Despite multiple attempts by Arab armies to repeat the Nazi genocide in modern Israel, Israel provides its Arab citizens with superior health care, higher education and the right to vote. Yet it is demonized with words like “oppression,” “brutality,” and “ethnic cleansing.” This is incomprehensible without recourse to Rabbi Berlin’s trenchant observation: anti-Semites view Jews as fundamentally bigoted toward others.
There is no debate among rabbinical scholars, even among those who strongly oppose modern Zionism, that boycotts of Israel for the alleged theft of “Palestinian” land are rooted in classic anti-Semitism. Those who claim otherwise are at least, if not worse, ignorant of anti-Semitism and its manifestations.

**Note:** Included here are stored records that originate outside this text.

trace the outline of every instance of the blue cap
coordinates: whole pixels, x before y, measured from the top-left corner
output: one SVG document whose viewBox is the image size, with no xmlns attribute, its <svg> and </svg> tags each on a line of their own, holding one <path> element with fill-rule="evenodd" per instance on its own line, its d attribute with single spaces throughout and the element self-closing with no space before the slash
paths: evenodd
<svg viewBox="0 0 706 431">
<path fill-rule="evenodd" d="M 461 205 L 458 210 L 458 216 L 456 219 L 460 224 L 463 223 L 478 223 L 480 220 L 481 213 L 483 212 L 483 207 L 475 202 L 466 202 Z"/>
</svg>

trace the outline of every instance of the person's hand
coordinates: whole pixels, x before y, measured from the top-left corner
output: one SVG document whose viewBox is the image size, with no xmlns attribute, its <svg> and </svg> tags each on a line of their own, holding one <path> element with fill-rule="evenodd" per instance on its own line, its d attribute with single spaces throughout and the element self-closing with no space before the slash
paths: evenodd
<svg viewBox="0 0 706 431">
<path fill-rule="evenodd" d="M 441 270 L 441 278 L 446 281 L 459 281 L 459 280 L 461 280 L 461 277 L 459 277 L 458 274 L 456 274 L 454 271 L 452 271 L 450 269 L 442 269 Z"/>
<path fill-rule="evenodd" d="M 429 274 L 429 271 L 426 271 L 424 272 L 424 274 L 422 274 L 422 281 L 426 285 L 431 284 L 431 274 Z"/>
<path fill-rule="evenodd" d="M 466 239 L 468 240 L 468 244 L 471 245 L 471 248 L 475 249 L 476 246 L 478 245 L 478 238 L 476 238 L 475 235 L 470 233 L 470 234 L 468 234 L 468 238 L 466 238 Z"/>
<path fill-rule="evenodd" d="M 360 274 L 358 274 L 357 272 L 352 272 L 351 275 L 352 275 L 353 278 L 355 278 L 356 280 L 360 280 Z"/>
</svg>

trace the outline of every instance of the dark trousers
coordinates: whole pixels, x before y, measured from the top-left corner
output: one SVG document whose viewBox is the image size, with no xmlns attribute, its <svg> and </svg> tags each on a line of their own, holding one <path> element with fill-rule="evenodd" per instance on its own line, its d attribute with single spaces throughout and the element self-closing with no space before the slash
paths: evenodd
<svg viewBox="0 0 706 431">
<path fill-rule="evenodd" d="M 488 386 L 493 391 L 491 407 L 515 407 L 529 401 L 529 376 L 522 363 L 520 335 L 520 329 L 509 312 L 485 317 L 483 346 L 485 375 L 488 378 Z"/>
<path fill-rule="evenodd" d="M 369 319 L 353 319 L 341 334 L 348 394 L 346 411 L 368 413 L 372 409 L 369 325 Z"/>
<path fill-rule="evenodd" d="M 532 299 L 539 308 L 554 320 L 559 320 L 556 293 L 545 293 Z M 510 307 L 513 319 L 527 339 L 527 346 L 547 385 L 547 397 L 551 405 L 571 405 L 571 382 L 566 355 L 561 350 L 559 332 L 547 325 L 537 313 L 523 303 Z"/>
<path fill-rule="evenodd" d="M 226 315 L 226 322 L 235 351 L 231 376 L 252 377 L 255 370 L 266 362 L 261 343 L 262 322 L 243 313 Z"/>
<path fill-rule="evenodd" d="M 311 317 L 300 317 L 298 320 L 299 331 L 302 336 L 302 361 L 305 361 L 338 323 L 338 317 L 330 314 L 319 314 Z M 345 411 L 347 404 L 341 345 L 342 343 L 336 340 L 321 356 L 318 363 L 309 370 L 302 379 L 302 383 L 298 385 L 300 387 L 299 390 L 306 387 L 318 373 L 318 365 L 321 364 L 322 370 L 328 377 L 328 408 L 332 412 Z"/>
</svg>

Ultimately, it is not enough to simply deny that Israel is a racist and apartheid state. The reality is that only a racist would call Israel an apartheid state – a particularly clever and dangerous racist.
Political scientist Joseph Overton posited that in every society there is a range, or window, of acceptable ideas. Rabbi Sacks said anti-Semitism, or any hatred, becomes dangerous in a democracy when it moves from the margins to a mainstream party, the party’s reputation is not tarnished and those who protest are vilified. He wasn’t talking about America, but his words apply today: Jew hatred, when expressed against Jewish self-determination in the Jewish homeland, has moved to the Overton Window – and towards Congress.
Of all the initiatives that have been and can be taken against anti-Semitism, the most crucial is to restore the human character of the Overton Window.
In early 2019, former Congressman Steve King reportedly supported white supremacy. From that moment until his elimination, he was persona non grata. It was almost impossible for him to find cosponsors for the bill.
In contrast, ten left-wing members of Congress recently endorsed racist prejudice against Israel, even boycotting the left-wing Israeli president when he came to address them. Yet other representatives, including several with exceptional records of fairness and friendship toward Jews and Israel, continued to co-sponsor these 10’s legislation.
This is what must change so that the Overton window once again encompasses only those positions compatible with a civilized society. Congress must, in a bipartisan manner, reject racism in its ranks, even when it is expressed against Jews.
Rabbi Yaakov Menken is the executive director of the Coalition for Jewish Values.
The opinions expressed in this article are those of the author.